Home

Awesome

How functional traits influence plant growth and shade tolerance across the life-cycle

This repository contains code needed to reproduce the article:

Falster DS, Duursma R, FitzJohn R (2018) How functional traits influence plant growth. Proceedings of the National Academy of Sciences USA doi: 10.1073/pnas.1714044115

also available as a preprint at

Falster DS, Duursma R, FitzJohn R (2016) Growth trajectories: how functional traits influence plant growth. bioRxiv: 083451. 10.1101/083451

The idea for this paper came from a presentation at Intecol 2013 in London:

Falster, Daniel (2013): Growth trajectories: a new way of understanding the influence of traits on plant growth. 10.6084/m9.figshare.775379

Instructions

The code included should enabled you to recreate nearly-all the figures from the paper and the supplementary material.

I say "nearly-all" because the code to reproduce figures S1-S2 may no longer run, depending on what version of R and rstan you have installed. These figures were generated by fitting models using the rstan package. Frequent and substantial changes in the rstan package since the code was developed in 2016 mean it no longer compiles and runs, as it did back then. For posterity sake, the original code is included, but I have separated out figures S1-S2 as optional targets in the build.

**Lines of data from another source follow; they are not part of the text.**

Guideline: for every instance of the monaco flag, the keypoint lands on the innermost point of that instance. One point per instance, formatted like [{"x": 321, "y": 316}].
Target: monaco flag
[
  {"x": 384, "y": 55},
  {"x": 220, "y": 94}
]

Reproducing the other figures will take < 5min, once you have the correct packages installed.

Installing relevant software

All analyses were done in R. You need to download this repository, and then open an R session with working directory set to the root of the project.

Remake

To compile the figures figures and supplementary material we use the remake package for R. You can install remake using the devtools package (run install.packages("devtools") to install devtools if needed):

devtools::install_github("richfitz/storr", dependencies=TRUE)
devtools::install_github("richfitz/remake", dependencies=TRUE)

Plant

The analysis is based heavily on the plant package for R. To be guaranteed of recreating the figures, make sure you install v1.1.0, as follows. You must be using R 3.3.0 or newer. At this stage the package is not on CRAN. You're options for installing are described below.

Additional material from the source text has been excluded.